E a dívida total, de R$ 12 milhões, como está?
Negociei parte para este ano e estiquei outro tanto para 2018. A ideia é entregar superávit ao próximo presidente.
Mas qual é a mágica?
Gestão financeira. Não pode gastar mais do que arrecada. Tem de levar isso a sério, doa a que doer, apesar das pressões para contratar com salário alto e gastar o que não tem com reforços. Temos teto aqui no Avaí: ninguém ganha mais do que R$ 50 mil. Se na hora de contratar o jogador ou seu empresário exigirem R$ 55 mil ou R$ 60 mil, não vem. Não adianta prometer e depois não pagar. É preciso reduzir a chance de erro na contratação, com informações buscadas por várias áreas do clube. Na CLT, se o funcionário não produz, você demite. No futebol, se o cara não jogar nada, tenho de ficar com ele pagando até o fim do contrato.
Quanto é a folha dos jogadores?
Com encargos, somando base e funcionários, R$ 1,1 milhão. Só os jogadores, 650 mil.
O senhor é vice-presidente da Primeira Liga. O que está dando errado?
Temos de sentar e conversar com a CBF. Reconheço as falhas. Sou crítico do processo todo do futebol, assim como o Romildo Bolzan, do Grêmio. Nós defendemos essa aproximação. Queremos mais datas. Pensamos em ter mais um gaúcho, além da dupla Gre-Nal e o Brasil-Pel. Outro é pleito é uma vaga na Sul-Americana. Brigar com a CBF não leva a nada. O tempo do ferro e fogo não existe mais.
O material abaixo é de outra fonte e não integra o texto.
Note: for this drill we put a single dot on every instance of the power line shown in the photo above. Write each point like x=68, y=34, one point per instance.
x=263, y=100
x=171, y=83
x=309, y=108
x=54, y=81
A Copa da Primeira Liga é lucrativa?
Em três partidas da primeira fase, ela me rende R$ 650 mil. No Catarinense, ganho R$ 600 pelo campeonato todo. O Estadual dá prejuízo. Mas e o calendário inchado?É questão de dialogar e conversar para isso não acontecer.
Como está o prometido projeto de liga nacional?
Não vejo liga nacional de imediato. Calma: sem confronto agora. Vamos aos poucos. Não precisa ser um Clube dos 13 já. Podemos avançar em outras questões antes. Aqui em Santa Catarina, defendo diálogo com a federação para reduzir taxas. O custo para abrir a Ressacada é de R$ 40 mil. Criaram até taxa de registro de empréstimo de jogador, além do registro em si. Assim vão matar a galinha dos ovos de ouro.
Até onde vai o Avaí este ano?
A meta é permanecer na Série A. Quem sabe beliscar uma Sul-Americana. Pés no chão, gastando só o que tem. Vou fechar o meu mandato com superávit.